Verre cassé Roman D’Alain Mabanckou.

28/05/2005 - Drôle d’endroit pour une rencontre : c’est dans un café emblématique du quartier des Trois-Cents, zone en déshérence du Congo-Brazzaville, qu’échoue tout ce qui se fait de voyageurs, de soûlards, de presque-rien et de revenus de tout.

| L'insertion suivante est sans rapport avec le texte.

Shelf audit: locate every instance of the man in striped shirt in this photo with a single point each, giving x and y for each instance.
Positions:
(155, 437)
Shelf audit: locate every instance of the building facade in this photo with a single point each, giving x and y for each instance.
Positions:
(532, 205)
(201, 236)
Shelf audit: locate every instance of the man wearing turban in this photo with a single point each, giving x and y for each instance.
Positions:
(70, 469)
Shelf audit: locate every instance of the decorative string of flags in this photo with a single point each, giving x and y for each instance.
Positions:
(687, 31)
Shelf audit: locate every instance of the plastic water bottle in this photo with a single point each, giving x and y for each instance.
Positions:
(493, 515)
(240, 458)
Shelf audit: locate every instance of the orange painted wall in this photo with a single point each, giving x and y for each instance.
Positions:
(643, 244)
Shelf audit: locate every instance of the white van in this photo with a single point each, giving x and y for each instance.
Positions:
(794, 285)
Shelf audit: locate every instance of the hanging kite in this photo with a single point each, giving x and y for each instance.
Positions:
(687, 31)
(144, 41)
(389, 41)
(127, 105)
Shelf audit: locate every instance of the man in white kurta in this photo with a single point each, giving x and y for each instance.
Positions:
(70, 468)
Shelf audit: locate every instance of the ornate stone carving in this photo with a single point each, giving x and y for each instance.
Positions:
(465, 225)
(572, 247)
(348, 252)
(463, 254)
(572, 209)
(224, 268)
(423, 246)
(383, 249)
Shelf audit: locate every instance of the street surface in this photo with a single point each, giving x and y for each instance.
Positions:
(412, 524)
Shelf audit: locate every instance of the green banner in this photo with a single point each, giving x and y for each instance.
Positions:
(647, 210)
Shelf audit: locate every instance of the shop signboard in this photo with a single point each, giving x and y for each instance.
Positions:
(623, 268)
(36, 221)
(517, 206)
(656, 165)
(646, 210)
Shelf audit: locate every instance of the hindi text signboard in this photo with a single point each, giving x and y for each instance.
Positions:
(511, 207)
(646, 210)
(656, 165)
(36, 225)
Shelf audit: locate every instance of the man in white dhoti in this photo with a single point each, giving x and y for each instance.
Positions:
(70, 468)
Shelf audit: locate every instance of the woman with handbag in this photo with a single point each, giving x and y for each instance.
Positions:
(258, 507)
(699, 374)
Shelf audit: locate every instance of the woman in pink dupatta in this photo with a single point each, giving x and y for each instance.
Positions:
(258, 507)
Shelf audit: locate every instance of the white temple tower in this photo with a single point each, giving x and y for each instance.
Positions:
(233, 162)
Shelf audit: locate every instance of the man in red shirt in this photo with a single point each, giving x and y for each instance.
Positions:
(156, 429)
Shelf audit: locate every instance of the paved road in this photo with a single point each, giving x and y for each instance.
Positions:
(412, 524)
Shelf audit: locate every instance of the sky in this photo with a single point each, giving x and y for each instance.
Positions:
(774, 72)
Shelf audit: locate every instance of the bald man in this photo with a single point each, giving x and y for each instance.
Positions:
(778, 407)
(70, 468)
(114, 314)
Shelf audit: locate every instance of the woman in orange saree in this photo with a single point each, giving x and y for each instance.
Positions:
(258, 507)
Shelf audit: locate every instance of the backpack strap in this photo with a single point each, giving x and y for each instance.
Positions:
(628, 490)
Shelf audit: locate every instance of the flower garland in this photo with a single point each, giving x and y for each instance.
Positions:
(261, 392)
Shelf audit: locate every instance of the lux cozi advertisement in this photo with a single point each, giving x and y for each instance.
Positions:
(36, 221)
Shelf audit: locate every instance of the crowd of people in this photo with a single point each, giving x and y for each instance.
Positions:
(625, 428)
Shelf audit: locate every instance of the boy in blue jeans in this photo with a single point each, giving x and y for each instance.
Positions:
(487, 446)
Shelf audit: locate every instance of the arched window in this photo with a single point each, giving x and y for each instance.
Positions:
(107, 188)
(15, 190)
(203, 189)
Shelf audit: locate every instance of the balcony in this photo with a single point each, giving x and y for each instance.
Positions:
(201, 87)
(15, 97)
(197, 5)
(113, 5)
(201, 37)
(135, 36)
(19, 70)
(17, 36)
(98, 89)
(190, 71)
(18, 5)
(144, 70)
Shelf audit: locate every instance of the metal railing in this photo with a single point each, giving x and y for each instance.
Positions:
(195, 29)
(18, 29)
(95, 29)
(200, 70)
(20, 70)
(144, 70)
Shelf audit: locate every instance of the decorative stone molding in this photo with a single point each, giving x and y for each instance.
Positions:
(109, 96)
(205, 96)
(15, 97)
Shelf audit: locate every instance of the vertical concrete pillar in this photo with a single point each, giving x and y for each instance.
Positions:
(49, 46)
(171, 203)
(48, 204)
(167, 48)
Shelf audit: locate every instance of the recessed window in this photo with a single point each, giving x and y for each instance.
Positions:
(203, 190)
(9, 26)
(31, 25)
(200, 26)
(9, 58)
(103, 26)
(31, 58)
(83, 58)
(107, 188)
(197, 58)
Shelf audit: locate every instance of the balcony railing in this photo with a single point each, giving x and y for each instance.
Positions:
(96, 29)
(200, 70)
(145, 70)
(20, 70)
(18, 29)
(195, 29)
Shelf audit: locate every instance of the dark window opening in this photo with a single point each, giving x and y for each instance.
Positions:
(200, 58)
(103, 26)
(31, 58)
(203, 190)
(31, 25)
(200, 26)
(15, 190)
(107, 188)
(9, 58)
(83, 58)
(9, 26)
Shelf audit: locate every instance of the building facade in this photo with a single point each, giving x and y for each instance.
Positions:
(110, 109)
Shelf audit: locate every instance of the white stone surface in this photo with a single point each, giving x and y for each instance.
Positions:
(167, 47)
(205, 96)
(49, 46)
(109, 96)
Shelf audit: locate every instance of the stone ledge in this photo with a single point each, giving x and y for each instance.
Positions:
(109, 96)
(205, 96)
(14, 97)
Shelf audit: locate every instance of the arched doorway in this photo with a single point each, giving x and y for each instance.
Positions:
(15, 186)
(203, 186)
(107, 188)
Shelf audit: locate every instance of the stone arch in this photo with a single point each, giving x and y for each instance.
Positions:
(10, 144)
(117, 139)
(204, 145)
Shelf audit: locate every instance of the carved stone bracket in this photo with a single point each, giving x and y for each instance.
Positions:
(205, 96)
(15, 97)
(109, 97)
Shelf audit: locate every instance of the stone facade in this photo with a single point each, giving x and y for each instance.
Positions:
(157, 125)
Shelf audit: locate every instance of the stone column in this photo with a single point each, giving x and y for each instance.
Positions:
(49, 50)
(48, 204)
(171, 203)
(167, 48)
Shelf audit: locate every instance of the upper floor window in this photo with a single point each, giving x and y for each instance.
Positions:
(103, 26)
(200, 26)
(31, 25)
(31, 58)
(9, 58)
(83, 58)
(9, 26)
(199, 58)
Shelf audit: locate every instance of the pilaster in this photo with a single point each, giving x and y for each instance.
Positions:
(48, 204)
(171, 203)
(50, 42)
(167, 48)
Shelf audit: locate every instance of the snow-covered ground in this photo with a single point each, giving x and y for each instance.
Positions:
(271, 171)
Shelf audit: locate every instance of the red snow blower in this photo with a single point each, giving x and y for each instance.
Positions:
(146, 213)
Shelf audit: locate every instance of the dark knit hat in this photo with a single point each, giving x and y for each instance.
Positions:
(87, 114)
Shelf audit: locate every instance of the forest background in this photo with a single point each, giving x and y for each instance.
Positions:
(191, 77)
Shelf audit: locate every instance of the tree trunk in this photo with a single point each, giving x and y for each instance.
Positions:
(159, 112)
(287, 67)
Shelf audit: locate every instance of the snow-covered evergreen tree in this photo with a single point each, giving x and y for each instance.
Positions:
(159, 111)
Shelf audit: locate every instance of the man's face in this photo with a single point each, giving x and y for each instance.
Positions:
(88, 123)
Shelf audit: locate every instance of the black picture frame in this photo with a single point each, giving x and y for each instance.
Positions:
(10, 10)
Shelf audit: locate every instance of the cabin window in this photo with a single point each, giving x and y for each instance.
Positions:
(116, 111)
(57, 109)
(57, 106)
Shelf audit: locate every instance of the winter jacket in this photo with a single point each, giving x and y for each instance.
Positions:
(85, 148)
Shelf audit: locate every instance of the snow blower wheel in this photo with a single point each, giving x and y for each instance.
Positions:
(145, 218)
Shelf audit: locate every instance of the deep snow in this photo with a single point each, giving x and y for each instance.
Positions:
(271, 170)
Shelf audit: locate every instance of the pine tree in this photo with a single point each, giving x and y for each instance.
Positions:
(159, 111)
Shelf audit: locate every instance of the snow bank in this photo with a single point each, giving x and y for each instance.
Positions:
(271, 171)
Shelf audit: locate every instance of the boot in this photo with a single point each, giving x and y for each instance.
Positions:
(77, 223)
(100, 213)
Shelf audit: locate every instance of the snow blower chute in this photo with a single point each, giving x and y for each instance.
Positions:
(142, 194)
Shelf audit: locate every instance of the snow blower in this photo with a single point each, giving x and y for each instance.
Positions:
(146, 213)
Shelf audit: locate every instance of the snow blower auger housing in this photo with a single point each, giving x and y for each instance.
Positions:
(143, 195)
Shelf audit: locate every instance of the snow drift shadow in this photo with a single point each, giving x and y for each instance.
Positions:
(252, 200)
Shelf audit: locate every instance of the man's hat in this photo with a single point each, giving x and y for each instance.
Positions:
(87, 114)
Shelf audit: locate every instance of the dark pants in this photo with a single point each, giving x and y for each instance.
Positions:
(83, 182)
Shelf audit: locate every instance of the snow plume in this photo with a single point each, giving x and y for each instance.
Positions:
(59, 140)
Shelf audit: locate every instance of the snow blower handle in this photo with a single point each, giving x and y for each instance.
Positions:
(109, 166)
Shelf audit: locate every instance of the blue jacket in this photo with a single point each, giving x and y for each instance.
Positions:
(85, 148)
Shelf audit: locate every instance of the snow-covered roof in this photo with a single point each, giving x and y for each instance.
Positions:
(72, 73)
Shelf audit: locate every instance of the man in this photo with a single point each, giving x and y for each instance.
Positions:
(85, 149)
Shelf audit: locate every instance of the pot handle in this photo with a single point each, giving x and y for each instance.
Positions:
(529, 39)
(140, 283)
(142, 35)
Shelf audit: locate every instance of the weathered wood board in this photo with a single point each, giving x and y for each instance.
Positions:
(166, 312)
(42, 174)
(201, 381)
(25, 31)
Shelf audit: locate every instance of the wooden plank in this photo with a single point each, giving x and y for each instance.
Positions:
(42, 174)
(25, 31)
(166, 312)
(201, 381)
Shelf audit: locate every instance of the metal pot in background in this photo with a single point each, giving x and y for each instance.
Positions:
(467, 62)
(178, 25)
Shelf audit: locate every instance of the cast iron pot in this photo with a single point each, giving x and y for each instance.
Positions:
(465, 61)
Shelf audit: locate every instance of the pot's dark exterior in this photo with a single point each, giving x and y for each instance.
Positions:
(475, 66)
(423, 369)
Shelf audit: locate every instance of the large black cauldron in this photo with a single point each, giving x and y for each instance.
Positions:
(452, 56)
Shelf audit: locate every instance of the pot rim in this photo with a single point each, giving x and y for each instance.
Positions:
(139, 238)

Drôle de nom pour un bar : ce lieu ouvert jour et nuit s’appelle « Le crédit a voyagé », clin d’oeil aux écriteaux répandus en Afrique intimant aux clients de payer comptant. « C’est au Cameroun que j’ai vu cette inscription pour la première fois, raconte Alain Mabanckou. Elle m’évoquait Mort à crédit et Voyage au bout de la nuit de Céline. En faire le point d’ancrage de ce roman était un hommage à la manière célinienne de décrire les petites choses quotidiennes dans une langue "pourrie". »

Poète et romancier, Alain Mabanckou s’est imposé en quelques années et une quinzaine de livres comme l’un des noms les plus talentueux de la littérature francophone. Couronné par le prix Ouest-France/Etonnants Voyageurs, Verre cassé se situe dans la lignée d’African Psycho*, où il examinait déjà les sociétés africaines « dans leur vie quotidienne du dehors », sous l’angle de la rue, des marginaux ou des victimes du système familial. Il conte aujourd’hui l’aventure de Verre Cassé, vieux sage sexagénaire à qui un patron de bar remet un cahier pour qu’il consigne l’histoire de son établissement. La petite et la grande. Il hésite (« il n’y a rien de pire que le travail forcé, je ne suis pas son nègre ! ») avant d’accepter de coucher les confidences des clients sur le papier. Elles se livrent sans discontinuité, le texte ne comprenant aucun point. Nulle excentricité dans cette ponctuation qui s’est imposée naturellement à l’auteur pour « mettre en adéquation l’ivresse des personnages et celle de l’écriture ».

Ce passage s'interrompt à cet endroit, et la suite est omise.